January 6, 2022 updated by: University of Aberdeen

Do Zinc Fortified Potatoes Improve Zinc and Health Status?

Zinc is important in biology and allows the proper function of proteins in living organisms. Severe zinc deficiency in animals and humans over long periods of time can therefore cause adverse effects. In the UK, the zinc status of most people is adequate, but about 20% of the population, especially adolescents in deprived communities and vegetarians/vegans, are likely marginally zinc deficient. Because potatoes are a favoured food in adolescents and vegetarians/vegans, the investigators have improved the zinc content of Saxon potatoes by biofortification, which involves spraying potato plant leaves with zinc salts. The potato zinc concentration is about three times the level in unfortified potatoes of the same variety. This level of zinc can boost the zinc intake of people who are marginally zinc deficient so that they become zinc adequate. Indeed, in rat studies, the investigators have shown that addition of some zinc-biofortified potato to a low zinc diet improves the zinc and health status of the animals. In the present study, the investigators propose to investigate whether the potato biofortification can improve the zinc and health status of volunteers. Because most of the volunteers (healthy adult men and women after the menopause) might have normal or variable zinc status at recruitment, it might not be possible to see the benefits of the potato diets and therefore, the investigators shall reduce the zinc intake of all 45 participants to 1 mg Zn/d for a period of two weeks prior to feeding 15 randomly selected individuals the biofortified potato diets (4 mg Zn/d) for two weeks. Zinc and health status will be measured by blood tests before and after zinc depletion and after feeding the potato diets. Results will be compared with data from 15 volunteers eating unfortified potato diets with a daily placebo and 15 volunteers consuming the unfortified potato diets with a zinc supplement (18 mg/d) as a positive control.

Study Overview

Status

Completed

Conditions

Intervention / Treatment

Detailed Description

There is a small but critical window of dietary zinc intake from 1 to 4 mg Zn/day over which the symptoms of long-term zinc deficiency go from acute to chronic in nature. For example, at 1 mg Zn/day intake for several months, most people will develop skin lesions, but at 4 mg Zn/day, skin lesions would be very rare. However, impaired immune response can be detected when consuming zinc up to 6 mg/day over several months. Dietary intakes of <4 mg Zn/day in developed countries is rare but can be common in developing countries.

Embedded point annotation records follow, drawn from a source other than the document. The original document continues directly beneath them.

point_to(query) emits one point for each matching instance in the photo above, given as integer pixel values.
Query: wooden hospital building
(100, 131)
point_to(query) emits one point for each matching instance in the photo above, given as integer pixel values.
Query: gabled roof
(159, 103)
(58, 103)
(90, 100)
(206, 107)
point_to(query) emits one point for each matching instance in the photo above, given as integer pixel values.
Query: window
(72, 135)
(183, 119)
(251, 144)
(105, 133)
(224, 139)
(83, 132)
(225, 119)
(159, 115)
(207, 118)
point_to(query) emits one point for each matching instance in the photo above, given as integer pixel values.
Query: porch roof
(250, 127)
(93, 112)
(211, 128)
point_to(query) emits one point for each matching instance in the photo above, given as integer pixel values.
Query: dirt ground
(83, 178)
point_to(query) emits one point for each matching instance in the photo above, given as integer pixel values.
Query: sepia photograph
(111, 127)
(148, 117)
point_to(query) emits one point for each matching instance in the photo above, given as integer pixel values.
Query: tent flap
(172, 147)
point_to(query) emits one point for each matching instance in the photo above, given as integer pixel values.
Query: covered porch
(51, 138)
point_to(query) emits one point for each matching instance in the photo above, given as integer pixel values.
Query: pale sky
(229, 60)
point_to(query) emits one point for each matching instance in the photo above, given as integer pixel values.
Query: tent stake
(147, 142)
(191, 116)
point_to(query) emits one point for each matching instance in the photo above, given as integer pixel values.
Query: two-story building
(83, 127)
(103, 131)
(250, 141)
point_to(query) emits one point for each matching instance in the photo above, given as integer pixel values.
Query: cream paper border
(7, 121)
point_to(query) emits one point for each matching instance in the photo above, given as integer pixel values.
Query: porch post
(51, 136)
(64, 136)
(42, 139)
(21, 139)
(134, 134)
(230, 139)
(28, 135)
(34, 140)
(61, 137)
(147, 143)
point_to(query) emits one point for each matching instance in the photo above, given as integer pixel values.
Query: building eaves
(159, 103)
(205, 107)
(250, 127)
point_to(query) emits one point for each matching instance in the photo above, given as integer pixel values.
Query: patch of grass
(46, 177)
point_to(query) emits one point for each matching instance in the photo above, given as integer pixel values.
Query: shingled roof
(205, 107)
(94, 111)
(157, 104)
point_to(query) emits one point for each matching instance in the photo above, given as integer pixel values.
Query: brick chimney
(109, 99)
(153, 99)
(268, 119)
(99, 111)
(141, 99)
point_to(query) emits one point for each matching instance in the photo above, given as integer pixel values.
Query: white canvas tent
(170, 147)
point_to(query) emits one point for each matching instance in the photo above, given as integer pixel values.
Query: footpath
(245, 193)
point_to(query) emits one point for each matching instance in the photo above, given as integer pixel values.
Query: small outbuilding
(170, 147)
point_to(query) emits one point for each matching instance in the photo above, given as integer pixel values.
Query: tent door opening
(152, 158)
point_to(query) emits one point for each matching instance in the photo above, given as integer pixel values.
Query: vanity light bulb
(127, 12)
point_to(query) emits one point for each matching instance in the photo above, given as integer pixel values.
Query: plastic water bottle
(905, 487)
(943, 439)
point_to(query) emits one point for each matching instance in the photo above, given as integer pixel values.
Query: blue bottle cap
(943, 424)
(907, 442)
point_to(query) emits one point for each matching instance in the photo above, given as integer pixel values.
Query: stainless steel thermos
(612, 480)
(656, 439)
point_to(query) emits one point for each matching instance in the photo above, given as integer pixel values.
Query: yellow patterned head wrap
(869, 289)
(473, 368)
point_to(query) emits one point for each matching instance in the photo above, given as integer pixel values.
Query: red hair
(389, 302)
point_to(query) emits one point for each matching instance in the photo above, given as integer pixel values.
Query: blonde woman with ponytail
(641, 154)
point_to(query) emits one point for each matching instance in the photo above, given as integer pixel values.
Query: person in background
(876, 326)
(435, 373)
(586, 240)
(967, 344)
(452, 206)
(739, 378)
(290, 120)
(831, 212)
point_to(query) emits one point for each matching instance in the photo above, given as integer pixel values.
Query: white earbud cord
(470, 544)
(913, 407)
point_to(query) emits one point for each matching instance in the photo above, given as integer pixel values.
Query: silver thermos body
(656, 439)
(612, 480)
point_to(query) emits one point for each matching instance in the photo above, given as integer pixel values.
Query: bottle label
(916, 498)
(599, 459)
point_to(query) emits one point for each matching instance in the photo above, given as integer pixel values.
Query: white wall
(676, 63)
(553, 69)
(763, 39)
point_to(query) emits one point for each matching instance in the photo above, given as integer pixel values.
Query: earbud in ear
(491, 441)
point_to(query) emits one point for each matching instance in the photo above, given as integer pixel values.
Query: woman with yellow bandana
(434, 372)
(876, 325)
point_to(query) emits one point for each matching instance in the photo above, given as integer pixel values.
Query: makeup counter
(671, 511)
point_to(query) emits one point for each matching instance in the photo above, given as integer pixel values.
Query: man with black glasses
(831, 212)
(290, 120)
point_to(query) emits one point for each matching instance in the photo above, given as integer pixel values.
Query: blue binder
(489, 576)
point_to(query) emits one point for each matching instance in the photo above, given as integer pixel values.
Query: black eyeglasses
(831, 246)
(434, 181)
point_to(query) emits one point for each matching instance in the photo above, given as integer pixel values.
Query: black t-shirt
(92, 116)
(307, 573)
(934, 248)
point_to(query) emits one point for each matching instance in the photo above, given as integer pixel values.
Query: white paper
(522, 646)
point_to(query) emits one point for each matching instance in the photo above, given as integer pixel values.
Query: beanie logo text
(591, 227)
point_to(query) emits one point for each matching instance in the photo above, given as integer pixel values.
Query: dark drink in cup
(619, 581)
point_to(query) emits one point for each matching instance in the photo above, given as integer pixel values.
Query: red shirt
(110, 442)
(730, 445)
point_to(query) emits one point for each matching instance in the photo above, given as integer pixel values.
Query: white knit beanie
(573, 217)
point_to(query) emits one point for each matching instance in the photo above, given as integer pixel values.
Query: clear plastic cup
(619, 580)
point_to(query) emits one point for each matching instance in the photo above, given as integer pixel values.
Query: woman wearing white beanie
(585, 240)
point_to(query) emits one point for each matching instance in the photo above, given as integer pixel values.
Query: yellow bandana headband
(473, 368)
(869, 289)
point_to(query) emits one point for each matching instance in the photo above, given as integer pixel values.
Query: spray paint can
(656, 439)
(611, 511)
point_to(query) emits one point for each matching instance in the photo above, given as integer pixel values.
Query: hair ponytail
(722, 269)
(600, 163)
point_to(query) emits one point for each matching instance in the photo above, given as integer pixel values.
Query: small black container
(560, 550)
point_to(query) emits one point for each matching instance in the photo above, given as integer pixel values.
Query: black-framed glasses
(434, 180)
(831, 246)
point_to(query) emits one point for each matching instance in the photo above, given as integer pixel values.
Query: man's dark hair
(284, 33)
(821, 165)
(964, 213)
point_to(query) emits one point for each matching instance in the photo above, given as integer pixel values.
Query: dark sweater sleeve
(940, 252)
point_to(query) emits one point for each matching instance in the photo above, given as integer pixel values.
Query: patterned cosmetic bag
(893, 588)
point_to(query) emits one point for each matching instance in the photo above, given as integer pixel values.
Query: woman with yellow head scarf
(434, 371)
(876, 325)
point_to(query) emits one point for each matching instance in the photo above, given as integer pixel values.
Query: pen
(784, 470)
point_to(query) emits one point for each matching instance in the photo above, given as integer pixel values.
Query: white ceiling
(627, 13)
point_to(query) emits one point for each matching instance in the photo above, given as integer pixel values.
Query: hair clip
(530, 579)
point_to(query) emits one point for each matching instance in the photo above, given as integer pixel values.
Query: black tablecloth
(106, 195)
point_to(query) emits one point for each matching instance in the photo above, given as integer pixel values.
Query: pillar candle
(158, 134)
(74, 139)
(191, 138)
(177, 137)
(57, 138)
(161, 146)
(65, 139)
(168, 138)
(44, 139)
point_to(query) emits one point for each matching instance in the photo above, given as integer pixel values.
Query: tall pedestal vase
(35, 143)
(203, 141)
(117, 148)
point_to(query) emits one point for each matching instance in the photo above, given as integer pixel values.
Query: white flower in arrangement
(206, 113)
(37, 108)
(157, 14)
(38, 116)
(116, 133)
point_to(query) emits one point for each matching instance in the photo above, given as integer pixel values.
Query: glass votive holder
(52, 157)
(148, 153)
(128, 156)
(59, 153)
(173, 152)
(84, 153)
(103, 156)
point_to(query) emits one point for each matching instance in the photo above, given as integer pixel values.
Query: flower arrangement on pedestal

This study has been carefully designed to test the hypothesis that consumption of zinc biofortified potatoes can rescue the zinc status and health of people who are of low zinc status and consuming diets which are borderline acutely zinc deficient. The protocol for the study includes 2 weeks of zinc deprivation at around 1 mg Zn/day dietary intake (Very Low Zinc Diet) followed by 2 weeks of a borderline acutely/chronically deficient diet of around 4-5 mg Zn/day (Low Zinc Diet). Two weeks on the Very Low Zinc Diet has been carefully and deliberately selected to cause biochemical changes due to zinc deprivation but not signs and symptoms of deficiency such as skin lesions. Less than 2 weeks is insufficient to cause the biochemical effects and more that 2 weeks risks the physical manifestation of deficiency and also non-compliance by volunteers, since the diets may be less palatable than their habitual diet. Thus all volunteers will have low zinc status at the time of starting to eat the Low Zinc Diet, and the effect of eating the biofortified potatoes in addition, which will add an extra 1 mg to the daily zinc intake, should be seen in all the zinc and health status tests that the investigators are proposing. In rat studies in which the investigators did just this kind of intervention, the biofortified potato ameliorated the effect of zinc deficiency on growth, food intake and immune function.

Study Type

Interventional

Enrollment (Actual)

36

Phase

  • Not Applicable

Contacts and Locations

This section provides the contact details for those conducting the study, and information on where this study is being conducted.

Study Locations

  • United Kingdom
      • Aberdeen, United Kingdom, AB25 2ZD
        • University of Aberdeen

Participation Criteria

Researchers look for people who fit a certain description, called eligibility criteria. Some examples of these criteria are a person's general health condition or prior treatments.

Eligibility Criteria

Ages Eligible for Study

18 years and older (ADULT, OLDER_ADULT)

Accepts Healthy Volunteers

Yes

Genders Eligible for Study

All

Description

Inclusion Criteria:

  • Males aged 18 or over
  • Postmenopausal females
  • Healthy
  • BMI 19-35

Exclusion Criteria:

  • Physical or mental health problems
  • Long-term medication
  • Smoking
  • Alcohol >20 units/week
  • Health supplements

Study Plan

This section provides details of the study plan, including how the study is designed and what the study is measuring.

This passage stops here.